In 1889, Pyle advertised “gold digger requisites” to those on their way to the goldfields and described himself as "auctioneer, general store keeper, commission agent, boot manufacturer etc etc etc".

==Travel==
In April 1889, Pyke went to England then the Eastern States, expecting to be away 10 months. He returned in March 1890.
In 1890, there were celebrations because the House of Commons had passed the WA Enabling Act. Pyke hoisted a flag at his residence. In December 1890, Pyke stood unsuccessfully as a candidate for the Legislative Assembly against Stephen Parker and failed.

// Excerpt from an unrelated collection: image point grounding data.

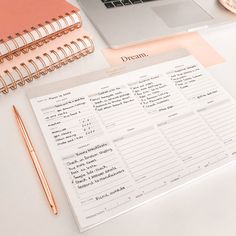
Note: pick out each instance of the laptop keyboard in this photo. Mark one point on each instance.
(121, 3)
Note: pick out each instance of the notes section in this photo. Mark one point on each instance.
(149, 159)
(222, 120)
(195, 84)
(193, 142)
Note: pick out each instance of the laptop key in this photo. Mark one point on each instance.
(135, 1)
(118, 4)
(126, 2)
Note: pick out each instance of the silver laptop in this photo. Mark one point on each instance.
(126, 22)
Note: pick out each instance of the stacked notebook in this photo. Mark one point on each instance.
(37, 37)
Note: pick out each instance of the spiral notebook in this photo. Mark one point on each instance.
(122, 137)
(27, 24)
(44, 59)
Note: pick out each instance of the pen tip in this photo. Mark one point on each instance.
(14, 108)
(54, 210)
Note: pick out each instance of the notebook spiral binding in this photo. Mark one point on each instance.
(41, 39)
(31, 70)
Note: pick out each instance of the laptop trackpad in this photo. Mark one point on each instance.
(182, 13)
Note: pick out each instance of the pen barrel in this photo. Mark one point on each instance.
(43, 180)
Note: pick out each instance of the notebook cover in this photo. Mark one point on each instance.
(17, 16)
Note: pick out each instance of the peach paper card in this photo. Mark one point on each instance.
(192, 42)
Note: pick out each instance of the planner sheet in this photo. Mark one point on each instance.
(122, 140)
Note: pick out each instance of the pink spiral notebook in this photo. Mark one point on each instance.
(27, 24)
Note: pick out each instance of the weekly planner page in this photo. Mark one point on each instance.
(121, 141)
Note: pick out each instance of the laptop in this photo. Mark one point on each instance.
(128, 22)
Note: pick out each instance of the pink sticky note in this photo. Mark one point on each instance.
(193, 42)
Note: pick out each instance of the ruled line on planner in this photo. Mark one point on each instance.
(144, 150)
(94, 207)
(158, 173)
(153, 165)
(204, 159)
(104, 190)
(112, 181)
(155, 158)
(157, 180)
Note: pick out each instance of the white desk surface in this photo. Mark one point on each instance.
(205, 207)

In 1901, there was a fire in Pyke's buildings on Avon Tce:

Mrs Hunter, the wife of the draper, was preparing a meal and a spark from the stove ignited the window blind. In an instant, the fire spread up the staircase and set the upper rooms ablaze. Speechless with excitement, Mrs Hunter entered the room where her husband was and fell to the floor. Mr Hunter, not knowing the cause, rushed outside and saw the smoke. He guided Mrs Hunter out of the building. He then went into the shop and removed the contents of the safe but was unable to save anything else.
Within a quarter of an hour, the roof fell in. Behind the building was an old shed which was next to Mrs Pyke’s Temperance Hotel, (Note: Now the old section of Settlers.) and next to that, the office of the Eastern Districts Chronicle.
Pyke’s old shop which was then occupied by Martin, the bootmaker, was burnt. The local insurance agent was William Dinsdale. One other business was destroyed, that of Messrs Crouch, the fruiterer.

==Death==
Elizabeth Pyke died on 9 February 1893 and Joseph Pyke died on 11 February 1910.